The Tempest

William Shakespeare
Shakespeare's Globe / BBC iPlayer
Shakespeare's Globe

Miranda (Jessie Buckley), Prospero (Roger Allam) and Ferdinand (Joshua James) Credit: Marc Brenner
Caliban (James Garnon) Credit: Marc Brenner
Ariel (Colin Morgan) Credit: Marc Brenner

During the lockdown, the BBC is desperately trying to keep us entertained with its boxless 'box[ed] sets' of old series—we used to just call them repeats—but if you dig deeply enough into the Arts category of the iPlayer there are some things of real interest to theatre fans under the title "Culture in Quarantine", including a bunch of relatively recent Shakespeare productions from Shakespeare's Globe and the RSC.

Amongst them is this 2013 production of The Tempest directed by Jeremy Herrin under Dominic Dromgoole's tenure at the Globe featuring Roger Allam as Prospero, Colin Morgan, fresh out of the title role in BBC's Merlin, as another magical character, Ariel, and Jessie Buckley as wide-eyed teenager Miranda. From the raincoats in the audience and the wet stage front, it looks like it was filmed on an appropriately wet day in London.
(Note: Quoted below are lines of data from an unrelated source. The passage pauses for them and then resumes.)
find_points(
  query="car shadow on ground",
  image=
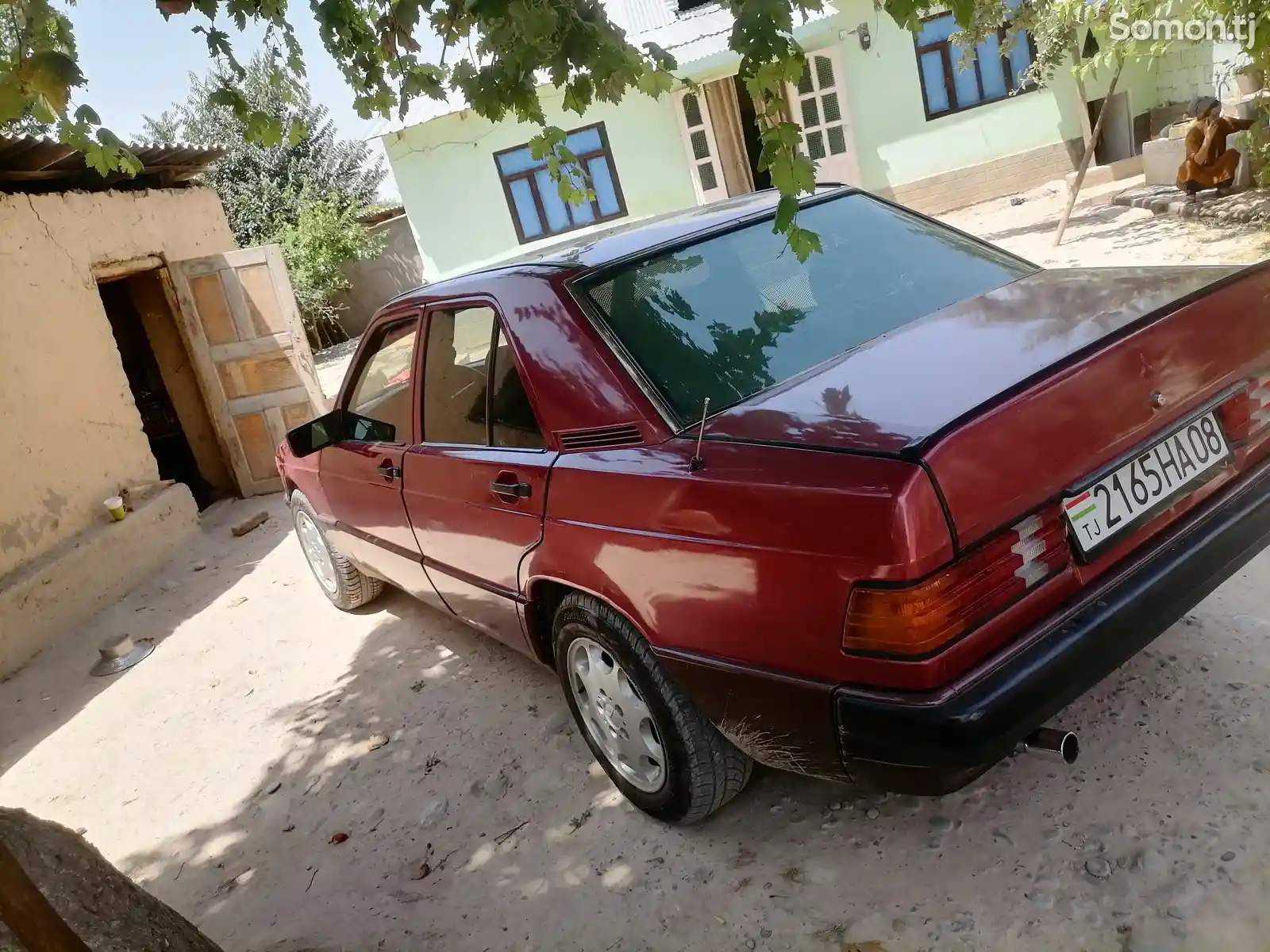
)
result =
(55, 685)
(437, 797)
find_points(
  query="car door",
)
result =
(476, 482)
(361, 479)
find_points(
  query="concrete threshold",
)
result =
(67, 585)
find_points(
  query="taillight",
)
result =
(1248, 413)
(916, 620)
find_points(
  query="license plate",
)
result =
(1147, 482)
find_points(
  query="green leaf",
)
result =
(803, 243)
(42, 109)
(787, 209)
(264, 130)
(13, 103)
(656, 83)
(546, 143)
(578, 94)
(95, 158)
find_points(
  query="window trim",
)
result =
(944, 48)
(362, 359)
(584, 158)
(464, 304)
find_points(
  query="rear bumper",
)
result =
(982, 716)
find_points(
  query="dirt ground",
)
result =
(219, 771)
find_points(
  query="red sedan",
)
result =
(876, 516)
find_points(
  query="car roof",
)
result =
(629, 239)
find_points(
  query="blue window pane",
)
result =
(602, 181)
(933, 80)
(990, 69)
(582, 213)
(520, 160)
(935, 31)
(558, 216)
(1020, 59)
(963, 80)
(524, 200)
(584, 141)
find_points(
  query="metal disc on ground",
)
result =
(120, 655)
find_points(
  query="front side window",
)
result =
(383, 387)
(950, 86)
(732, 315)
(533, 200)
(467, 351)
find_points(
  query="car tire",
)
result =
(342, 582)
(700, 770)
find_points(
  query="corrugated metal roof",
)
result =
(690, 37)
(31, 164)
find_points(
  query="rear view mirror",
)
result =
(336, 427)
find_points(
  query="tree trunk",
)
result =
(1089, 154)
(57, 894)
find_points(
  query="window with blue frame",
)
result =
(997, 71)
(535, 201)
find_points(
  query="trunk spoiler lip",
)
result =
(918, 448)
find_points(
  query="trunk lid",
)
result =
(1015, 395)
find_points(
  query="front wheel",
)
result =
(342, 582)
(648, 735)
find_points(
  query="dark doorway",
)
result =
(156, 365)
(751, 135)
(1117, 141)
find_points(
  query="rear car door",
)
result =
(361, 479)
(476, 484)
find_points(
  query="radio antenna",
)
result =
(698, 463)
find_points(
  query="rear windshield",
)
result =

Herrin's production emphasises the comedy in his fun production. Allam's great magician is a tolerant father figure, not just to his easily bored daughter, but also to his forgetful magical servant Ariel and his wayward slave Caliban (James Garnon)—in body make-up to match the rocks in Max Jones's design and the marbled pillars of the Globe's stage—whom he is still punishing for inappropriate advances to his daughter.

As the subject of Miranda's love at first sight—first sight of any man, that is, other than her father and Caliban—Joshua James's Ferdinand is suitably innocent and pathetic, mooning over her as much as she is over him as Prospero tries to keep them apart. Meanwhile, the boy's father—Peter Hamilton Dyer's King of Naples, Alonso—believes he must have perished in the shipwreck that brought them to the island and is almost the victim of a Macbeth-style plot from his brother Sebastian (William Mannering), egged on by Prospero's treacherous brother Antonio (Jason Baughan), but is served well by old Gonzalo (Pip Donaghy) with his Polonius-type babbling and storytelling.

Meanwhile, elsewhere on the island, the King's butler Stephano (Sam Cox) has been washed ashore with a butt of sack, which he shares with Geordie jester Trinculo (Trevor Fox) and Caliban as they drunkenly plot to overthrow Prospero. There is a lot of great knockabout comedy between this threesome, sometimes ending up in the audience.

The whole thing is great fun, but not without its spectacle—Ariel as the centre of a fearsome eagle also operated by two other actors is a highlight—and its poignant moments, especially towards the end as Allam greatly slows his speech for some of Prospero's moments of enlightenment.

It's pretty well filmed with very clear sound so you don't miss a word, and the two and a half hours just fly by—definitely worth catching during the three months it is available on iPlayer.